Home » International » Mafias sans frontières – Monde et Mission

Mafias sans frontières – Monde et Mission

by Nouvelles
Mafias sans frontières – Monde et Mission

2024-03-12 10:49:22

Albanaise, nigériane, chinoise, russe… Ce sont quelques-unes des mafias étrangères présentes en Italie, parfaitement intégrées au système criminel organisé local.

La mafia est trop souvent « étrangère » dans le débat italien. « Étranger » non pas pour l’origine de ses affiliés, mais dans la réflexion sur les causes et les effets que produit quotidiennement l’économie mafieuse. Une réflexion qui, si elle était menée sérieusement, remettrait en question les styles mêmes sur lesquels repose notre propre société, entièrement basée sur l’argent et non sur d’autres valeurs. Et les mafias gagnent de l’argent et le pouvoir qui va avec, un absolu. Mais la mafia est « étrangère » aussi parce que nous sommes toujours à la recherche d’un « autre » coupable, d’un autre que nous qui porte la responsabilité de ce qui ne fonctionne pas, une « autre » culpabilité nécessaire.
Albanaise, nigériane, chinoise, russe… ce ne sont là que quelques-unes des mafias « étrangères » en Italie. Trafic de drogue et d’armes, trafic d’êtres humains, exploitation économique et sexuelle, blanchiment d’argent… ne sont que quelques-unes de leurs principales activités illicites.
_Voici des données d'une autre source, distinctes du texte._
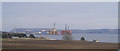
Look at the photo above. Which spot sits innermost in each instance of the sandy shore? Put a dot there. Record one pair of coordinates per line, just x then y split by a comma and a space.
55, 44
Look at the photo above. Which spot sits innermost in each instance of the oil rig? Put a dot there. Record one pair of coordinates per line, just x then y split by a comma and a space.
66, 33
53, 31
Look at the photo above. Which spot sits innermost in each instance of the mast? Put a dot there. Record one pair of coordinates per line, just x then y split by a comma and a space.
65, 26
54, 27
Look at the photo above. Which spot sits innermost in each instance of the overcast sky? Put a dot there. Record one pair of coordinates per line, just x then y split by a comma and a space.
78, 15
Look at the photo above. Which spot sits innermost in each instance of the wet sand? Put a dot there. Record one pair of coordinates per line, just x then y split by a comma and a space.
55, 44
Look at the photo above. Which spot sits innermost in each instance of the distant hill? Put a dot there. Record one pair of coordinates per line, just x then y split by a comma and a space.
74, 31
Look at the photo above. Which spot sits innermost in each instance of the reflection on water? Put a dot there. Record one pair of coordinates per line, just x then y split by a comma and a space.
113, 38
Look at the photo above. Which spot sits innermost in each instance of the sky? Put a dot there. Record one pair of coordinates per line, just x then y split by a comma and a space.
78, 15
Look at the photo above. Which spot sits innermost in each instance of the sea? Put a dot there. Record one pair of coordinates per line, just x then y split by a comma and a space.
109, 38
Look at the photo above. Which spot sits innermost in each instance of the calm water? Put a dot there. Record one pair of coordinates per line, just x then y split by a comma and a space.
113, 38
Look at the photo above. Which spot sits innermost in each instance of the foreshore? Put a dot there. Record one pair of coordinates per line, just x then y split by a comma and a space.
55, 44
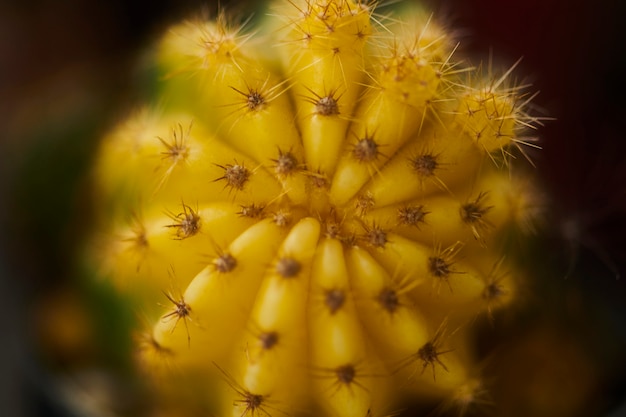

Un premier et fondamental point pour comprendre ces mafias est le fait que leur présence, leur existence et la continuité de leurs opérations en Italie ne sont possibles que et exclusivement grâce aux mafias italiennes. La possibilité a parfois été évoquée que des mafias étrangères pourraient remplacer les mafias locales, récit utile uniquement à des fins criminelles mais jamais véridique. Et dans un pays traversé de multiples connotations racistes, le débat sur les mafias étrangères n’a jamais vraiment lié leur présence à l’approbation de la mafia, de la camorra et de la ‘ndrangheta. Toujours prêt à rejeter la faute sur l’étranger, silencieux lorsqu’il s’agit de parler des mafias, encore plus lorsqu’il s’agit d’attribuer des responsabilités précises.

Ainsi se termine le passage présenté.